If we couldn’t do it, we wouldn’t have the licences because one of the tests you had to prove or pass with the government before they will let you have the licence is the financial capability. So that answers itself, I think.
There are some people in Somerset who are fiercely opposed to even the idea of exploration work going on for oil and gas, let alone any potential fracking or drilling down the line. What would you say to those people? How can you answer their concerns?
Well firstly the industry is proved to be safe. By the time we are ready to do anything, other bigger companies will have drilled in the north of England and there will be far, far more information available. So I think that’s the position in terms of fracking itself. If we ever do frack in Somerset.
As far as the people who are objecting are concerned I think they need to take a broader view. We’re not saying that hydrocarbon production, oil or gas, is the be all and end all for energy security in the future for the UK. But what we would say is that if you look at wind, if you look at solar and if you look at tidal, none of those can ever be a base producer. Now, if the wind doesn’t blow in the night and the tide is in a slack period then we’re not going to have any generation from renewables at all.
So we need to look after ourselves. You know, we’re coming out of Europe. We don’t want to be importing energy, gas, from the Middle East. We don’t want to rely on Russian imports. We have to be self-sufficient.
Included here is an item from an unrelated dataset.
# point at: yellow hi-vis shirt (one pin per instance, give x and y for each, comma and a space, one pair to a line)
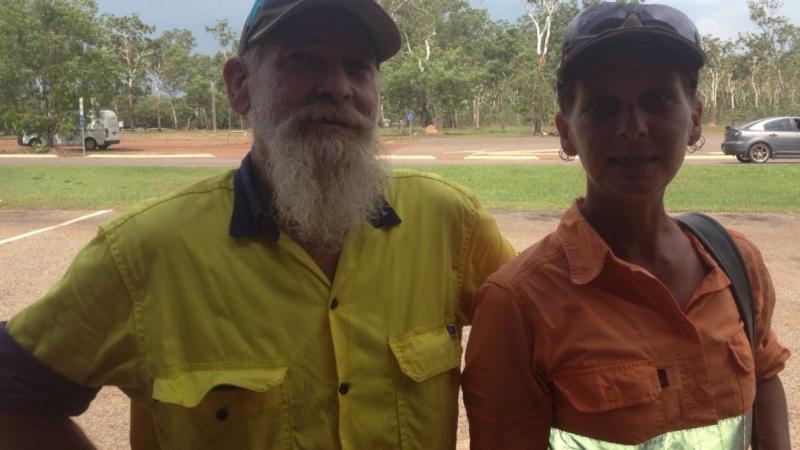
243, 343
We’ve got the gas here and we need to look after ourselves by exploiting that gas, generating electricity, being secure as a nation in terms of energy.
I am not going to give up until we see gas being produced from the areas we’ve been working on for many, many years. I’ve always had a good feeling because the geology in Somerset is very similar to the geology in South Wales, which in turn is very similar to the big gas producing areas in the US because all these continents, before they split, were virtually all the same areas.
So we know quite a lot about the geology in Somerset and we feel that it can be produce gas and we feel that it can change the economy of Somerset around totally.
We don’t see Somerset being a big gas producer and a big electricity generating producer for ever and a day. We’ve got coal stations closing, we’ve got old oil stations more or less gone, nuclear, particularly in Somerset, is coming on line but that’s going to take quite a number of years. In the meantime, we are going to have gaps in generating capacity that have got to be filled.
Other extracts: Gerwyn Williams
Conventional oil or gas is generated by a source rock. It seeps up through the strata until it reaches some form of trap or cap rock. When we drill from the surface into that reserve of conventional oil or gas it will come out under its own pressure. There is no fracking at all required.
Unconventional gas is different in that we know it’s there but it won’t come out under its own pressure, if you like, it needs to be coaxed out. The permeability of the ground is normally too high to leave that gas to flow naturally so we have to improve the permeability.
There are two types of unconventional gas. There’s coal bed methane, which is found in seams of coal that haven’t been worked. Or there’s shale gas. There are various bands of shale gas in the Silurian, Ordovician, as you go deeper down. So, we will look to see what targets there are and then we will decide what to do.
The easiest thing, I suppose, as a producer is to go along and drill for conventional gas in Somerset. It’s likely to be the Devonian measures, the old red sandstone, which is a prolific producer in the Appalachians in the USA. And then once you’ve won that gas, we’ll look at setting up a small modular power station somewhere and generate electricity rather than sending the gas direct in the early days.